La estrategia conviene a los hackers por distintas razones, comenzando con que Telegram no solo está bloqueado por los motores antivirus empresariales, la aplicación de mensajería también permite a los atacantes permanecer en el anonimato, ya que el proceso de registro solo requiere un número de teléfono móvil, lo que brinda acceso a dispositivos infectados desde prácticamente cualquier lugar del mundo.
La última campaña detectada por Check Point no es diferente. Difundido a través de correos electrónicos de phishing con un archivo ejecutable de Windows malicioso como adjunto, ToxicEye utiliza Telegram para comunicarse con el servidor de comando y control (C2) y cargar datos en él.
El malware también tiene una variedad de exploits que le permiten robar datos, transferir y eliminar archivos, finalizar procesos, implementar un registrador de teclas, secuestrar el micrófono y la cámara de la computadora, e incluso cifrar archivos para obtener un rescate.
De forma específica, la cadena de ataque comienza con la creación de un bot de Telegram por parte del atacante, que luego se incrusta en el archivo de configuración del RAT, antes de compilarlo en un ejecutable (por ejemplo, «paypal checker by saint.exe»). Este archivo .exe después se inyecta en un documento de señuelo de Word («solution.doc) que, al ser ejecutado, descarga y ejecuta Telegram RAT («C:\Users\ToxicEye\rat.exe»).

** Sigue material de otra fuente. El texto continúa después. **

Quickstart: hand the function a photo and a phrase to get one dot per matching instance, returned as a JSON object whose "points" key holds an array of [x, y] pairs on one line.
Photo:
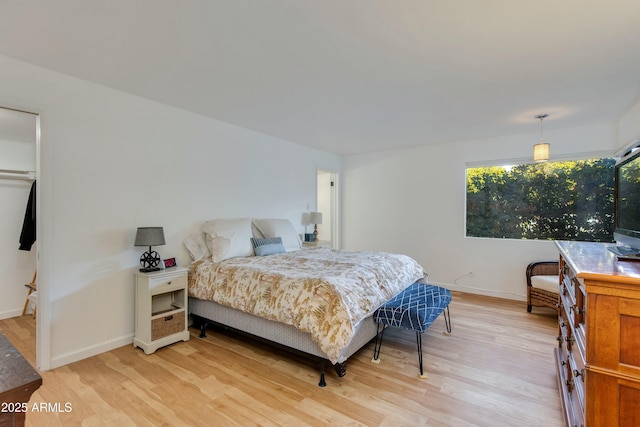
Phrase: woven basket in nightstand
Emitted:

«Hemos descubierto una tendencia creciente en la que los autores de malware utilizan la plataforma Telegram como un sistema de comando y control listo para usar para la distribución de malware en las organizaciones. Creemos que los atacantes están aprovechando el hecho de que Telegram se usa y se permite en casi todas las organizaciones, utilizando este esquema para realizar nuevos ataques cibernéticos, que pueden eludir las restricciones de seguridad», dijo Idan Sharabi, gerente del grupo de I+D de Check Point.